One of the most reliable indicators today to assess the paper insulation system of power transformers
in service, is the measurement of the concentration of furan compounds in the insulation oil. The
determination of the content of 2-furfuraldehyde, 2FAL, is done by chemical laboratory analysis on oil
samples taken from the transformers. Based on these results, the Belgian Transmission System
Operator categorises the assessed transformer into one out of four different “furan classes”. These
classes, solely based on the furan content of the oil sample, define the different actions and provisions
to be taken in order to improve overall grid reliability.

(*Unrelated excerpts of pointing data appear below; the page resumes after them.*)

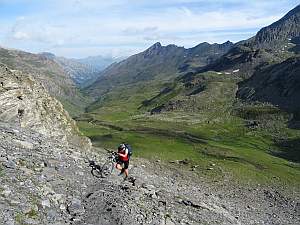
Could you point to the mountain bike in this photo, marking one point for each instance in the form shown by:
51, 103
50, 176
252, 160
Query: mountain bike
106, 169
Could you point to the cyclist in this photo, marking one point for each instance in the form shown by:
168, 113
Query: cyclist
123, 159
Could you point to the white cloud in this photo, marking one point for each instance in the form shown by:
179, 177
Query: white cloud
82, 27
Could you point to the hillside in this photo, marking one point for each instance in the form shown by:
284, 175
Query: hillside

The 2FAL content measurement is a standard analysis performed in the laboratory, but gives only an
indication of the life consumption of the transformer. Many factors influence the formation of 2FAL
and its correlation with the average degree of polymerisation (DP) depends on several transformer
characteristics. It is therefore unusual to take direct replacement actions only based on these
measurements when the 2FAL concentration is too high. Instead, the furan classification divides the
power transformer assets into different levels of risk of failure related to the insulation system
For each class, a specific set of curative actions and measures are defined. The classes are numbered 1
to 4, with class 1 the class with the lowest concentrations. As most of the transformers reside in this
class, the only action to be taken is the follow-up of the 2FAL content on a regular basis. When the
transformer is categorised in one of the higher classes, the normal exploitation of the substation will be
altered to minimise the impact of the concerned power transformer on the grid. Other measures that
are to be taken can be the obligatory replacement and scrapping, the prohibition of transportation to
another substation, or the extension of the spare transformer assets.
The 2FAL content in the insulation oil of all transformers are assessed in order to discover the units at
risk in the grid. Based on this classification, the Belgian Transmission System Operator changed with
success its transformer asset management: five years ago a strategic forecast was established and a
replacement program was initiated for the power transformers in the highest class. In addition, the
classification served also as one of the steering factors to define a new spare transformer purchase
policy. Over the years, the number of critical transformers (class 3 and 4) has drastically decreased.
Today’s class definitions are based on a unique relationship between the 2FAL concentration and the
degree of polymerisation. Due to recent research in this field, the models used to make up the
classification will be enhanced with the influences of different transformer characteristics on the paper
degradation and furan formation process.